C’est à l’occasion des Nancy Jazz Pulsations que nous avons eu la chance et l’honneur de rencontrer Naâman pour lui poser quelques questions avant son concert pour la soirée reggae, avec qui il partageait l’affiche avec Omar Perry, Anthony B et Tarrus Riley. Naâman c’est un peu le “petit nouveau ” de la scène reggae française mais il est déjà bien présent. Avec sa voix et son flow, il n’a rien a envier aux plus grands. Sa bonne humeur et le feu qu’il met sur scène font le reste.

Ses textes trouvent leur inspiration aussi bien dans les vieilles racines du reggae, que dans ses propres expériences (bien souvent romantiques). Mixez cela à sa voix et vous obtiendrez le bon son qu’on aime. C’est donc dans un petit pavillon bien confortable, installé prés du grand chapiteau, que Naâman nous a accueilli très chaleureusement.


Bonjour Naâman. Tout d’abord je souhaite te dire que c’est un réel plaisir de te rencontrer, je suis un vrai fan de ce que tu fais. On va commencer par une question de routine, c’est ta première fois à Nancy si je ne m’abuse ?

Ouais, exact. J’ai souvenir qu’on soit passé dans la région, mais jamais à Nancy même.

Pour ta première fois aux NJP tu es en compagnie de très belles têtes d’affiches. Quelles sont tes premières impressions ?

C’est super ! C’est un festival très complet. Je suis super fier de venir jouer parmi des artistes internationaux aussi “big” que ça.

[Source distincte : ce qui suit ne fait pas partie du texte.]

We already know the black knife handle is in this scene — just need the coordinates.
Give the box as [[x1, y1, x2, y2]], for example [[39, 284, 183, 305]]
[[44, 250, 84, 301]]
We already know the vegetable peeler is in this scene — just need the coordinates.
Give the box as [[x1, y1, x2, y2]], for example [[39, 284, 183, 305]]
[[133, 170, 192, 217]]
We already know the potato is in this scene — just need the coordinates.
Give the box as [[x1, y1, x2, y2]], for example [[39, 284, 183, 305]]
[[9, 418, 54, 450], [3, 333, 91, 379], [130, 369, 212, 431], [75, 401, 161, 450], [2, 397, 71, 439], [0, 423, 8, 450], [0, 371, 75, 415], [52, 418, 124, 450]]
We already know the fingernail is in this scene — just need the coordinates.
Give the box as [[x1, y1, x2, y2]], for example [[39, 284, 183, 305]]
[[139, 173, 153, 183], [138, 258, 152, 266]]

Des artistes comme Tarrus Riley, c’est forcément des artistes qu’on apprécie beaucoup, comme Anthony B. C’est des artistes qui ont façonné le reggae et qui continuent de le faire, donc être ici c’est un réel plaisir.

Tu es en fin de tournée, il te reste une dizaines de dates, qu’est-ce que tu vois pour la suite ?

Alors pour l’instant voyage et puis composition. Ensuite, écriture et enregistrement d’album. Gros taff pour le deuxième album. On va d’abord sortir un petit projet intermédiaire en Décembre, et un petit truc en plus avec deux jamaïcains : Massy & Triple (Chill out) ; puis on va sortir un petit 6 titres et enfin viendra l’album, plutôt à la rentrée 2015.

Tu as fait également quelques dates à l’étranger. En Russie, en Chine, en Angleterre…

Ouais exact, on est allés au Canada également, avec Fat Babs, c’était vraiment cool. Les chinois, par exemple, le reggae c’est une musique qu’ils écoutent pas du tout, qu’ils jouent rarement. On était les seuls à en faire dans un petit festival, où il n’y avait que du rock, mais au final on a eu un super retour et ça fait plaisir.

En parlant de voyage, c’est vrai que tu as fait un détour par la Jamaïque. Tu as enregistré dans des studios mythiques qui ont vu passer Bob Marley, entre autres. Tu t’es fait des contacts ?

Ouais, carrément. La Jamaïque c’est vraiment un super spot pour ça. C’est vraiment très riche culturellement, alors on en tire vraiment de bonnes choses.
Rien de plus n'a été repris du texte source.